I'll start that off today by describing one of the most basic ranking algorithms.

The idea is to define a system of 32 equations in 32 unknowns. The solution to that system will be collection of 32 numbers and those numbers will serve as the ratings of the 32 NFL teams. Define R_ind as Indianapolis' rating, R_pit as Pittsburgh's rankings, and so on. Those are the unknowns. The equations are:


R_ind = 12.0 + (1/16) (R_bal + R_jax + R_cle + . . . . + R_ari)
R_pit = 8.2 + (1/16) (R_ten + R_hou + R_nwe + . . . . + R_det)
.
.
.
R_stl = -4.1 + (1/16) (R_sfo + R_ari + R_ten + . . . . + R_dal)

One equation for each team. The number just after the equal sign is that team's average point margin. In plain English, the first equation says:

The Colts' rating should equal their average point margin (which was +12), plus the average of their opponents' ratings

So every team's rating is their average point margin, adjusted up or down depending on the strength of their opponents. Thus an average team would have a rating of zero. Suppose a team plays a schedule that is, overall, exactly average.
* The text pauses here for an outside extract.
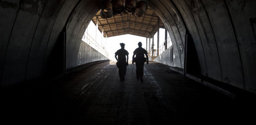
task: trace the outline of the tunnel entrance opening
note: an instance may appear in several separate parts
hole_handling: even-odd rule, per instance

Then the sum of the terms in parentheses would be zero and the team's rating would be its average point margin. If a team played a tougher-than-average schedule, the sum of the terms in parentheses would be positive and so a team's rating would be bigger than its average point margin.

It would be easy to find the Colts' rating if we knew all their opponents' ratings. But we can't figure those out until we've figured out their opponents' ratings, and we can't figure those out until. . ., you get the idea. Everyone's rating essentially depends on everyone else's rating.

So how do you actually find the set of values that solves this system of equations? In high school you probably learned how to solve 2-by-2 and maybe 3-by-3 systems of equations by putting some numbers into a matrix, doing some complicated operations on that matrix, and then reading the solutions off the new matrix. Same thing here, except you've got a 32-by-32 matrix instead of a 2-by-2 matrix. If you wanted college football rankings, it'd be 120-by-120. I recommend using a computer.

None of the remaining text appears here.